Imagine having an idea "It's like a loan, but you pay less if you earn less" and fucking up the PR so hard people hear your idea and think "It's slavery with extra steps"
I don't see how this is a PR problem, surely Lambda giving the **option** of paying in a percentage is better than student loans, which is better than no education & working for minimum wage. Anyone who hears Lambda's idea and thinks "slavery" thinks both of those are *also* slavery (she says as much). If you think capitalism is slavery, fine, but a PR team can't prevent that. Full quote: >To some people, the notion of promising parts of your future labor income to someone or something else sounds repugnant, almost like a kind of slavery. Yet is it really so objectionable? **Unlike slavery, these deals are voluntary. Anyone who has written a book or done a film is familiar with the idea of offering some share of the future income to an agent, in return for assistance.

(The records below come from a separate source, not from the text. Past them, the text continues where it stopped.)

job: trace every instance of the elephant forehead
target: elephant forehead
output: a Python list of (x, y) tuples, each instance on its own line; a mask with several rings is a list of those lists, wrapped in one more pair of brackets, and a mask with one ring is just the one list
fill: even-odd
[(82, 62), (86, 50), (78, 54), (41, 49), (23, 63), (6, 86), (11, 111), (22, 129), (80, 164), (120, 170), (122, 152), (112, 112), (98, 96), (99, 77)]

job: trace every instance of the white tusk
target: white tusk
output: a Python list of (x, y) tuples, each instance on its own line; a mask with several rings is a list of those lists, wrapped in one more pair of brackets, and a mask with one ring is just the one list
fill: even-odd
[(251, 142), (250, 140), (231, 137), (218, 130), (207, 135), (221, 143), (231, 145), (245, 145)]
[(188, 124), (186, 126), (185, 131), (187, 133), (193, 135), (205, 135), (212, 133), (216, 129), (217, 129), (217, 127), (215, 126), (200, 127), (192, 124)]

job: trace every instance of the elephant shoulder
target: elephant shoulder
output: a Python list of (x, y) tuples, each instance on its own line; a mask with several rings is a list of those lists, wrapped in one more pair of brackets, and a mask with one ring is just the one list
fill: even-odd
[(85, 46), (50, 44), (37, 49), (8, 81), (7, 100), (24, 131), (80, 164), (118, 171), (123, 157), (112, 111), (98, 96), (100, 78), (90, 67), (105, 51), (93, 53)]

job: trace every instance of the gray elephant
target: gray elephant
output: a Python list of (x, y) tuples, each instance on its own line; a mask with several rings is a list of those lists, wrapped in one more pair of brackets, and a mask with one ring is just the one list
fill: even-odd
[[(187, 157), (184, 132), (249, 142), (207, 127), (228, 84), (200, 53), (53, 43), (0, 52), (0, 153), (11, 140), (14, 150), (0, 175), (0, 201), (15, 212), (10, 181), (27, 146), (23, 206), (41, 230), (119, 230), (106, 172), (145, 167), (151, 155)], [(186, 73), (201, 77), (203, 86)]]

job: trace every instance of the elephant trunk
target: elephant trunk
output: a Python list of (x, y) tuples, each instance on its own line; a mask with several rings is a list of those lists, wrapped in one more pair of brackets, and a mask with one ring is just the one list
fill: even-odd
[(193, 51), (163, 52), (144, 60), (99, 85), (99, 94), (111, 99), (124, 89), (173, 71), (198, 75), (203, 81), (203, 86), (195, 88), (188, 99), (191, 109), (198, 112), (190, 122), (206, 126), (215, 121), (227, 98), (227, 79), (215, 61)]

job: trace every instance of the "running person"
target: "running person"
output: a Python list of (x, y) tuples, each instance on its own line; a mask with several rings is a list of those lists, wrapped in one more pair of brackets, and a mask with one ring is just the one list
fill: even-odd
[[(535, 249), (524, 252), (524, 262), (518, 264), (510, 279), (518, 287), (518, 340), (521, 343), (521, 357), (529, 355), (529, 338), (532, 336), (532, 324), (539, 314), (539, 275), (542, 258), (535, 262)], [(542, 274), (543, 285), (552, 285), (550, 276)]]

And of course corporations, many of which rely on individual talent as their main asset, sell equity in themselves.**
I think whoever phrased this as "Sell shares in yourself" (I heard it described this way on a podcast), was probably not having a good day when they came up with that
PedanticRomantic said outright that [her problem is with phrasing that implies directly that slavery isn't that bad and not with the system itself](https://twitter.com/PedanticRomantc/status/1115643317306269696?s=19).

The ISA concept is probably better than student loans, but Lambda looks sketchy as hell. I would not trust someone who put 100% of his net worth into Tesla stock.

Income redistribution is slavery?

No, binding agreements are slavery. You're selling off your future freedom!

I think I’m missing some context, here. I know Paul Graham, the left-wing objections to him, and the fee structure of Lambda, but I know nothing of PedanticRomantic, so that might be where the gap is.

PedanticRomantic is a leftist anime YouTuber.